Take one screenshot of your CSP video page and note your in-game FPS in a simple test scene (single player, known track, fixed weather). That number is your reference.
Step one: image clarity, not gimmicks
Begin with settings that improve clarity without multiplying draw cost: sensible anisotropic filtering, texture sharpness choices that match your resolution, and any CSP options that reduce shimmering on track edges. These often yield visible benefit for modest cost.
Avoid enabling every post-processing toggle on the same day. Stack effects one at a time.
Step two: shadows in moderation
Shadow work is a classic FPS sink. If you need frames for racing, prefer stable, medium-quality shadow setups over maxed cascades you will never notice at speed. On slower GPUs, this single category can matter more than resolution bumps.
Step three: reflections and mirrors
Interior mirrors, reflection probes, and car reflection quality can explode cost in traffic. Test solo first, then add AI opponents. League servers with full grids are the real stress test—do not tune only in an empty pits menu.
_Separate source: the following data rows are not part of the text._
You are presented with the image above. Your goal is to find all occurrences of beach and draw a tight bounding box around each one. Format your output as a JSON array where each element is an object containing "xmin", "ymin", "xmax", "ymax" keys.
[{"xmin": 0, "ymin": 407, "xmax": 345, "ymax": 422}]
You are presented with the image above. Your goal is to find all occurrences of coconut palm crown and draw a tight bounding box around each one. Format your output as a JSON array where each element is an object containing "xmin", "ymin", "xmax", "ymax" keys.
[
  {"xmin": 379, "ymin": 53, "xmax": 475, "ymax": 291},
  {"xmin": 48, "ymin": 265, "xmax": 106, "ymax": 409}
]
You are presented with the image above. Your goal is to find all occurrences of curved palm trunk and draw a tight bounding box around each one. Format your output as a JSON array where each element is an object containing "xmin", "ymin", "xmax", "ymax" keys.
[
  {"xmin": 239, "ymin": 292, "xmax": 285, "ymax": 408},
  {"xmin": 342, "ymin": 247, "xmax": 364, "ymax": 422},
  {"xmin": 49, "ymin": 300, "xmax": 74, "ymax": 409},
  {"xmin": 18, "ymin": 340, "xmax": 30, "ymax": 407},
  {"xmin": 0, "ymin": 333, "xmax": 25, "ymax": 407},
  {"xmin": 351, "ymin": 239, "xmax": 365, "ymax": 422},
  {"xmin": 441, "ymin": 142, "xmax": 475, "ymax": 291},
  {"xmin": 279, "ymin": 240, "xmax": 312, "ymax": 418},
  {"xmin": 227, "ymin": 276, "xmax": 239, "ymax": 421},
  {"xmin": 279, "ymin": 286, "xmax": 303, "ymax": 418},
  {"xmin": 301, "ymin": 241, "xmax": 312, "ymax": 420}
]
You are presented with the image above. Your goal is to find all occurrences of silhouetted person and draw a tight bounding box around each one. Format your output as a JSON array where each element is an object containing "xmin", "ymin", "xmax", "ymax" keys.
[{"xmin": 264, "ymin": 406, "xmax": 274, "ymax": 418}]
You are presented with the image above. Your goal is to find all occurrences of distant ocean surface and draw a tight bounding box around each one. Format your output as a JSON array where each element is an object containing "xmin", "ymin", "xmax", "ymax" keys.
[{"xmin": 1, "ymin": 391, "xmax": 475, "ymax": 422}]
Step four: weather and Sol-style pipelines
If you use advanced weather or Sol presets, remember that rain and wet shaders are among the heaviest configurations in the ecosystem. Treat them as a separate profile: “dry performance” vs “wet showcase.” Switching profiles beats leaving one mega-preset on for every session.
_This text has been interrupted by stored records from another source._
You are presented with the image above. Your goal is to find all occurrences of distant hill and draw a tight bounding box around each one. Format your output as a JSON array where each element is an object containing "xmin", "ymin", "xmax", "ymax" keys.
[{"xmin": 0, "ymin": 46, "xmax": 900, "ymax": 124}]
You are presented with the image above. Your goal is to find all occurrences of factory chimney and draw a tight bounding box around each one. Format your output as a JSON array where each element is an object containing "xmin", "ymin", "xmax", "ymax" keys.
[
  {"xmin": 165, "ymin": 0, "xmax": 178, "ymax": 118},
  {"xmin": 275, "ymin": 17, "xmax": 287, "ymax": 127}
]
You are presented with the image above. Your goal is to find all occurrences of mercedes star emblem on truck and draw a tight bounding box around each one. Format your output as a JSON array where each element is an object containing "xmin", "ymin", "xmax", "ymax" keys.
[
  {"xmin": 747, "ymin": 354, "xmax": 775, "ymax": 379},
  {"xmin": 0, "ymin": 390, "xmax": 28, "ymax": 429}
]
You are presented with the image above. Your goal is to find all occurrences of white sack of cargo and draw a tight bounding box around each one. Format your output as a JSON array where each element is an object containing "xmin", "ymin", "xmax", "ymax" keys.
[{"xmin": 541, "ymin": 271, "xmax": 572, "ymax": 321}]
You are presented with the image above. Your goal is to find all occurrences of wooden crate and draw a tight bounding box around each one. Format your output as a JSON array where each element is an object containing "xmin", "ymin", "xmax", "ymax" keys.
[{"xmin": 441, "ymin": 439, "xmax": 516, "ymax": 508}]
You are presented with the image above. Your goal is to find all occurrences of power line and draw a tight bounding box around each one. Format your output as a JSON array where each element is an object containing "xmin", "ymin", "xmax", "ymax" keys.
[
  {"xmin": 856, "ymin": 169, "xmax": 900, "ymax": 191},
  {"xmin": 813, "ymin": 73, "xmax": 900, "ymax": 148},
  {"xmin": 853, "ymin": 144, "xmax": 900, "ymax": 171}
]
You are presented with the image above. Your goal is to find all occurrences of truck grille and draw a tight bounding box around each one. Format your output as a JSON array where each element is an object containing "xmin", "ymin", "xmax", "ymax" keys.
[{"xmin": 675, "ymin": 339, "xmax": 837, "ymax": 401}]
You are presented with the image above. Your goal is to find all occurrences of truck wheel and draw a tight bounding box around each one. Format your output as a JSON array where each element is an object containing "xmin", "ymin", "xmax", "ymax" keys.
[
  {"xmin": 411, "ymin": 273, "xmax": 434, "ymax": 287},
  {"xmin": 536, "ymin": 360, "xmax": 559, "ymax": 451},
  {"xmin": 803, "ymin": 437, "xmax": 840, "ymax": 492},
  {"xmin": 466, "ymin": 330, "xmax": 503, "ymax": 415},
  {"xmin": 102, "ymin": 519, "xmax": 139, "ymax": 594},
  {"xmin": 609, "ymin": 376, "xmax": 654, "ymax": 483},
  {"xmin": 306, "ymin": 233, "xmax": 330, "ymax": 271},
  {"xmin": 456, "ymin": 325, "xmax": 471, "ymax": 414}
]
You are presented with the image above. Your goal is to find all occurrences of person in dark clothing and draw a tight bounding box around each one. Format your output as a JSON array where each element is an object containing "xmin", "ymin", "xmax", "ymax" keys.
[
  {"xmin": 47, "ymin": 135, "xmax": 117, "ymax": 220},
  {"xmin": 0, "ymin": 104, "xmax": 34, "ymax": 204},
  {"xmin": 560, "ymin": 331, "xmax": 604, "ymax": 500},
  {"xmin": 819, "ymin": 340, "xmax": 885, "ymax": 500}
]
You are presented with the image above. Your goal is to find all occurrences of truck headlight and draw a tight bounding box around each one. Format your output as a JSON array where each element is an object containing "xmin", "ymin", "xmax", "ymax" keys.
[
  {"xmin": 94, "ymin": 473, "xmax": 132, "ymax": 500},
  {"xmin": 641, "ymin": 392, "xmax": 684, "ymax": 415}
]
When to stop touching CSP and look elsewhere
If FPS is low even on modest CSP settings, inspect CPU bottlenecks, single-thread limits, and modded tracks with enormous object counts. Sometimes the fix is a different track LOD or closing a background tool—not another CSP slider.
Our performance guide covers the non-CSP half of that story.
Document what you change
Keep a tiny text file or note on your phone with three lines after each session: CSP version, the one setting you changed, and before/after FPS. That log ends forum posts that go nowhere because nobody remembers which experimental checkbox flipped. If you share screenshots in community threads, include your GPU model, resolution, and single-player vs online context—otherwise advice is guesswork.
FAQ
Will updating CSP break my presets?
Major jumps can reset or rename options. Back up screenshots and note versions.
Is “Ultra” always better?
No. Ultra settings often buy marginal visuals for large frame-time spikes.
Can CSP cause crashes?
Yes, especially when paired with outdated mods or conflicting injectors. Change one variable at a time.
CSP rewards patience. Touch settings in a deliberate order, measure outcomes, and keep a rollback path. That habit keeps Assetto Corsa fun instead of frustrating.